Shivering from the cold, he closed the curtains. He stood up to turn on the heat, and through the old heater’s groaning, noticed the engine suddenly go quiet. He heard a loud sound after it—probably the car door.

Maybe they were coming to his house? He didn’t know anyone who had a car like that, but—ding dong. He heard the doorbell, the sound of his mother’s footsteps, and then her formal, “Yes?” through the intercom.

He heard them talking about something for a while and, eventually, the footsteps coming up the stairs. There was a knock on the door, and his mother peeked her face in. She looked in with an indescribable, delicate expression.

“Could you come down for a bit?” Her tone was still half-formal—an ominous sign. He steeled himself.

“Me? What? Who is it?”

“She says she’s Aisaka-san’s mother. From your class—look, it’s that girl you went with as a group to Kawashima-san’s villa, right? It seems like… Well, she said she’s looking for her. She disappeared.”

Aisaka Taiga had disappeared—right when Takasu Ryuuji also went missing.

This is bad, he thought reflexively. The light bulb in his head lit instantly, and the pieces of the imaginary puzzle came together. It had been that phone call. Something must have happened since it had come.

Hey, Kitamura-kun, I can’t find Ryuu-chan anywhere, but do you know where he is? Ryuuji’s mother had asked him. Kitamura had been stupidly honest and answered her.

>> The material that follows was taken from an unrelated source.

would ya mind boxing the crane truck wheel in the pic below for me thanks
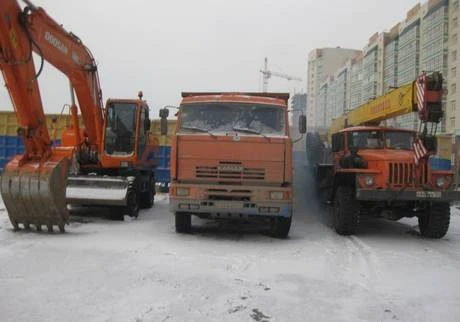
[418,202,450,238]
[333,186,360,235]
[175,212,191,233]
[269,216,292,239]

He knew something special was likely to happen between Aisaka Taiga and Takasu Ryuuji on that day. He wanted it to happen, which was why he wasn’t worried to hear they didn’t get home at the time they normally did, that was good. He unconsciously thought of Takasu Yasuko as parent and guardian to both Ryuuji and Taiga, and so he hadn’t lied about where they were.

Aisaka Taiga said her parents were divorced and she was living alone. So why was it that her mother was in town and coming to his house with such timing? If she was looking for Aisaka, then wasn’t the house she should have been paying a visit to Kushieda’s or Takasu’s—or maybe the phone call from earlier hadn’t been made just to find his best friend? Were they together? Had they disappeared somewhere together? Were they being searched for because they had disappeared? Had they disappeared because they were being searched for?

“I wonder what happened… You know anything about it?”

Instead of answering his mother’s lowered voice, Kitamura left his room. He was lost in thought as he went down the stairs.